Der AfD-Bundesvorstand hat mit knapper Mehrheit beschlossen, den brandenburgischen Landesvorsitzenden Andreas Kalbitz aus der Partei zu werfen.
Ausschlaggebend waren nicht nur Kontakte, die Kalbitz zur rechtsextremistischen "Heimattreuen Deutschen Jugend" gehabt hatte, sondern auch, dass er offenbar in den 1990er-Jahren eine Zeitlang Mitglied der Partei "Die Republikaner" war. "Beides ist ein Ausschlussgrund beziehungsweise kann die Parteimitgliedschaft für nichtig erklären", erläutert unsere Korrespondentin Nadine Lindner.

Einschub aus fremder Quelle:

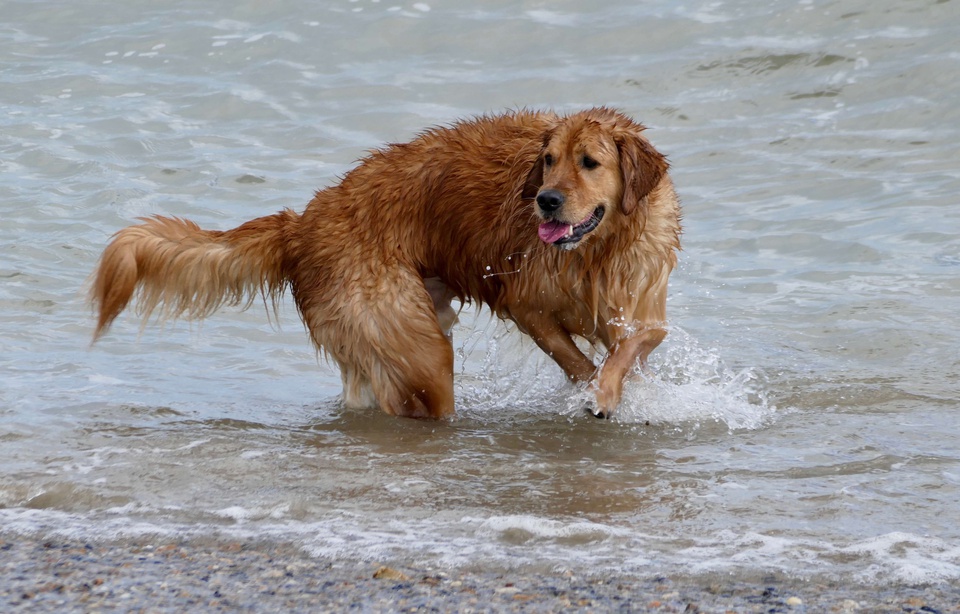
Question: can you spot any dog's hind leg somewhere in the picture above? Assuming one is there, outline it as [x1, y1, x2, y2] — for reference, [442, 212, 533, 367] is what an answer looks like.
[297, 267, 454, 418]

Was dieser überraschende Schritt für die weitere Entwicklung der AfD bedeutet, lasse sich derzeit noch nicht einschätzen, so Lindner. Dem Philosophen Stefan Gosepath zufolge könnte er möglicherweise ein Ausdruck davon sein, dass die AfD versuche, auf den Unmut der Bevölkerung gegenüber den Anti-Corona-Maßnahmen zu reagieren. Deshalb positioniere sich die Partei stärker in der Mitte und sage: "Wir sind das Volk, wir nehmen euern Unmut auf. Da können sie die Rechtsextremen nicht gebrauchen und deshalb distanzieren sie sich von denen."

Kalbitz' Anhänger sinnen auf Rache

Auch habe die Partei unter enormem Druck gestanden, da Teile von ihr vom Verfassungsschutz beobachtet werden. "Und sie mussten oder müssen befürchten, dass die ganze AfD kontrolliert und überwacht wird und dem wollen sie sich deutlich entziehen, und deshalb nehme ich das schon wahr als einen Versuch, sich stärker wieder zu ‚mittisieren‘", sagt Gosepath.

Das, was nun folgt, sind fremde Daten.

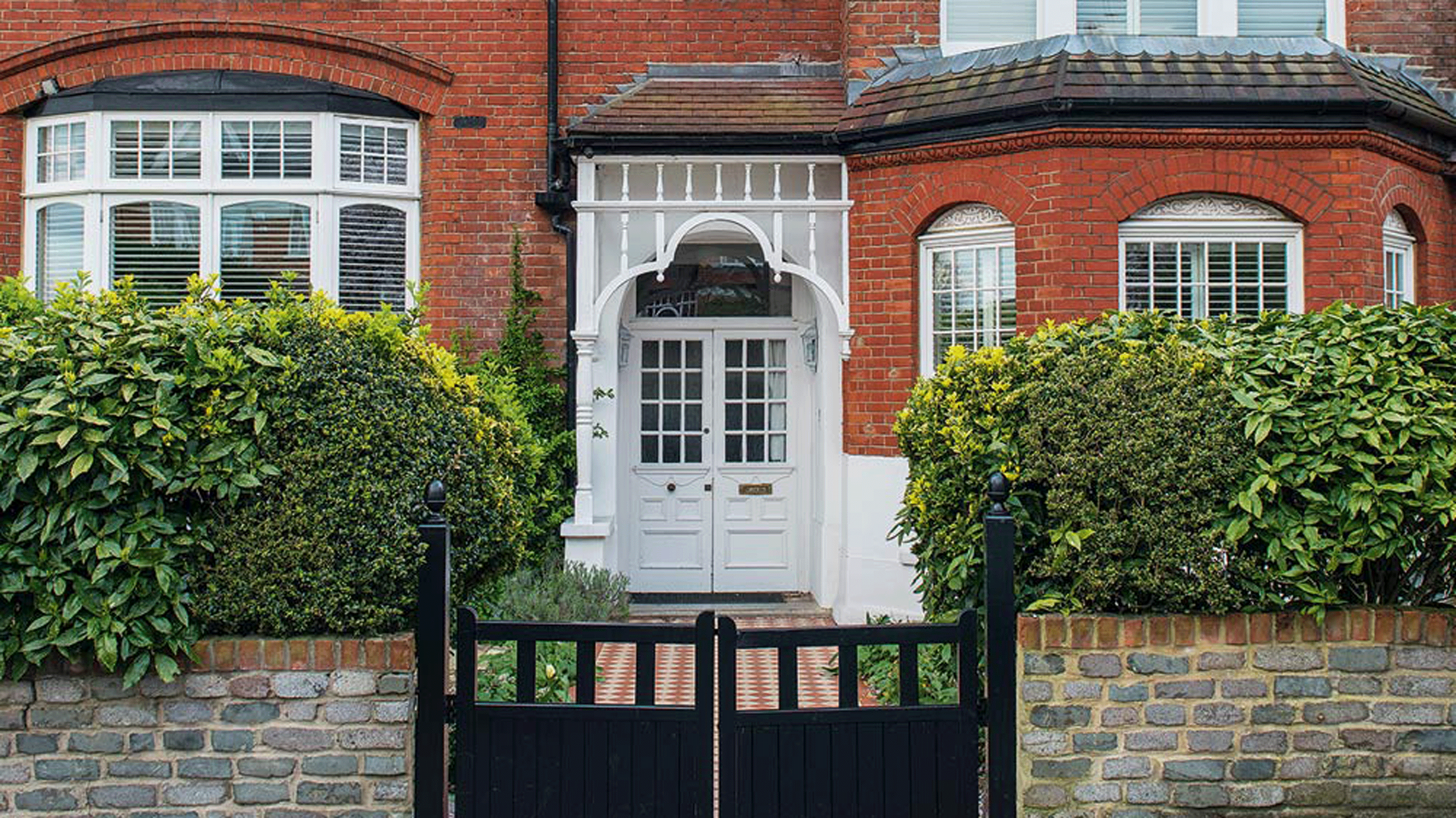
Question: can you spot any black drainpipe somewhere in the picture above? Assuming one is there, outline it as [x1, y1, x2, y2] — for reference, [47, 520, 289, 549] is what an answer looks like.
[536, 0, 576, 428]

Man dürfe aber nicht vergessen, dass Kalbitz im Bundesvorstand trotz seiner hinlänglich bekannten Vergangenheit auch Fürsprecher gehabt habe, meint unsere Korrespondentin Nadine Lindner. "Und es zeichnet sich jetzt schon ab, dass sich seine Unterstützer hinter ihm scharen und auch mehr oder weniger Rache an Jörg Meuthen angekündigt haben."
Stefan Gosepath im Porträt
Der Philosoph und Autor Stefan Gosepath© imago/Horst Galuschka
Parteiintern werde der Rauswurf Kalbitz' große Zerwürfnisse mit sich bringen, so sieht es auch Philosoph Gosepath. "Und es könnte natürlich auch sein, dass sich rechts von der AfD noch mal eine Gruppe positioniert und dass wir noch eine größere Aufspaltung des Parteienspektrums in der Bundesrepublik Deutschland sehen werden."
(uko)

Stefan Gosepath ist Professor für Praktische Philosophie an der Freien Universität Berlin. Seine Forschungsschwerpunkte sind Gerechtigkeit, Gleichheit, Menschenrechte, Verantwortung, Demokratie, Theorien der Vernunft und Rationalität, Moralphilosophie, Ethik und Handlungstheorie. 2017 bis 2018 war er Visiting Scholar am Department of Philosophy der New York University und der Columbia University.